The complexity of the human immune response has been difficult to characterize on a 'big picture' level, but researchers at the Virginia Bioinformatics Institute at Virginia Tech have written the book on how it can be done.
'Computational Immunology: Models and Tools,' explains a set of techniques that enable researchers to study immunity at an unprecedented scale: simulated immune systems with tens of billions of interacting components.
"What makes this approach so exciting is that it reveals just how time and context-dependent our immune functions really are," said Josep Bassaganya-Riera, the book's editor and director of the Nutritional Immunology and Molecular Medicine Laboratory at the Virginia Bioinformatics Institute. "Modeling and informatics tools allow researchers to connect immunology to the world above the skin, testing interventions in virtual laboratories to guide human studies."
Understanding the human immune response has posed significant challenges in characterizing adaptive behavior, heterogeneity, and spatial complexity at the systems level.
While incremental progress has been made by studying key components of the immune system in isolation, technical limitations prevented researchers from efficiently investigating how all these interdependent pieces work together to influence functions at the systems level.
The new book offers methods for overcoming those obstacles.
The first reference of its kind, this volume was produced through a series of collaborations between computer scientists and immunologists at the Center for Modeling Immunity to Enteric Pathogens. Established with support from the National Institute of Allergy and Infectious Diseases, this center is dedicated to developing and disseminating user-friendly models for studying the immune system.
"'Computational Immunology: Models and Tools' provides valuable insights on the art of team science and how computer scientists, mathematicians, immunologists and bioinformaticians can successfully work together to build products that are greater than the sum of their parts," said Vida Abedi, a contributing author to the book and a member of the Nutritional Immunology and Molecular Medicine Laboratory.

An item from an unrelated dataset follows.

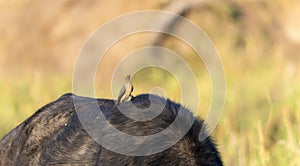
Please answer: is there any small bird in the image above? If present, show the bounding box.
[116,75,133,106]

To illustrate how these methods can be applied and refined, the book uses examples from studies modeling the body's complicated immune response to H. pylori, a common gut bacterium carried by half the world's population, and inflammatory bowel disease, a debilitating immune-mediated disease that afflicts over 4 million people worldwide.
"The use cases included in the book encompass our entire process for knowledge discovery from generating new hypotheses based on simulation data to testing those predictions in the lab," said Raquel Hontecillas, a contributing author to the book and co-director of the Nutritional Immunology and Molecular Medicine Laboratory. "In one illustration, our computational hypothesis allowed us to identify a population of CX3CR1+ macrophages that may help to regulate inflammation resulting from infection or auto-immune disease."
By developing technologies with the ability to predict how our bodies will manage disease, the book's authors hope to accelerate the path to cures by quickly identifying leads for further study and uncovering hidden truths about how our immune system operates.
"The development and use of advanced information and communication technologies in support of lab hypothesis generation and to developing novel interventions is fundamental to the advancement of precision medicine," said Bruno Sobral, a professor and director of the One Health Institute at Colorado State University and senior scientific adviser to the Virginia Bioinformatics Institute's Pathosystems Resource Integration Center team. "The coupling of systems of microorganisms with the mammalian immune system provides a fertile ground for such transformative innovation."
Released Nov. 1 by Elsevier, more information on 'Modeling Immunity' is available on the publisher's website. This work was supported in part by National Institute of Allergy and Infectious Diseases Contract No. HHSN272201000056C.